Bişr-i Hafî (k.s.) ne güzel söyler:

“Unutmayın ki, «Dün» öldü… «Bugün» son nefesini vermede… «Yarın» da henüz doğmadı. Zamanınızı bu açıdan görün ve her an yararlı iş yapmaya bakın.” (Velîler Ansiklopedisi, I, 238)

Hz. Âişe (r.a.) der ki:

Resûlullah (s.a.s.)’e, “Onlar, yaptıkları her iyiliği ve işledikleri her ameli, kalpleri her an Rablerine dönüyor olmanın haşyetiyle ürpererek yaparlar” (Mü’minûn 23/60) âyeti hakkında “Acaba bunlar içki içip, hırsızlık eden kimseler midir?” diye sor­dum. Efendimiz (s.a.s.) şöyle buyurdu:

“Hayır, ey Sıddîk’ın kızı! Bunlar oruç tutan, na­maz kılan ve sadaka veren, bununla birlikte kendilerinden kabul olun­mayacak diye korkan ve hayırlarda ellerini çabuk tutan kimselerdir.” (Tirmizî, Tefsir 23/4)

Hasan Basrî (r.h.) der ki: “Biz öyle kimselere yetiştik ki; sizin işlemiş ol­duğunuz günahlar dolayısıyla azaba uğrayacağınızdan korktuğunuzdan da­ha fazla, yaptıkları iyiliklerinin kabul edilmeyerek yüzlerine geri çarpılacağın­dan korkuyorlardı.” (Kurtubî, el-Câmi‘, XII, 132)

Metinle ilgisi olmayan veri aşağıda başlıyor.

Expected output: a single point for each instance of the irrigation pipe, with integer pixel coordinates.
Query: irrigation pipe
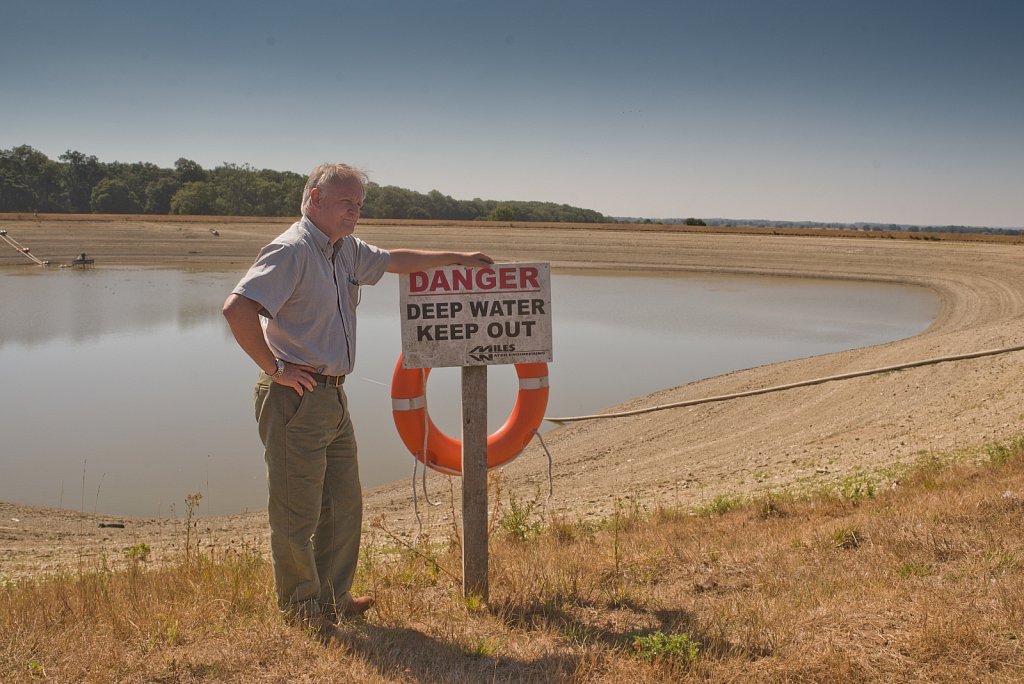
(794, 385)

Allah Resûlü (s.a.s.) biz ümmetini vakit geçirmeden ve fırsatı kaçırmadan hayırlı amellere koşmaya teşvik etmektedir:

“Yedi şey gelmeden evvel hayırlı işler yapmakta acele ediniz. Yoksa gerçekten siz;

İbâdet ve tâati unutturan fakirlik,

Azdıran zenginlik,

Her şeyi bozup perişan eden hastalık,

Saçma-sapan konuşturan ihtiyarlık,

Ansızın geliveren ölüm,

Gelmesi beklenen şeylerin en şerlisi Deccâl ve,

  Kıyâmetten başka bir şey mi beklediğinizi sanıyorsunuz? Kıyâmet ise belâsı en müthiş ve en acı olandır.” (Tirmizî, Zühd, 3/2306)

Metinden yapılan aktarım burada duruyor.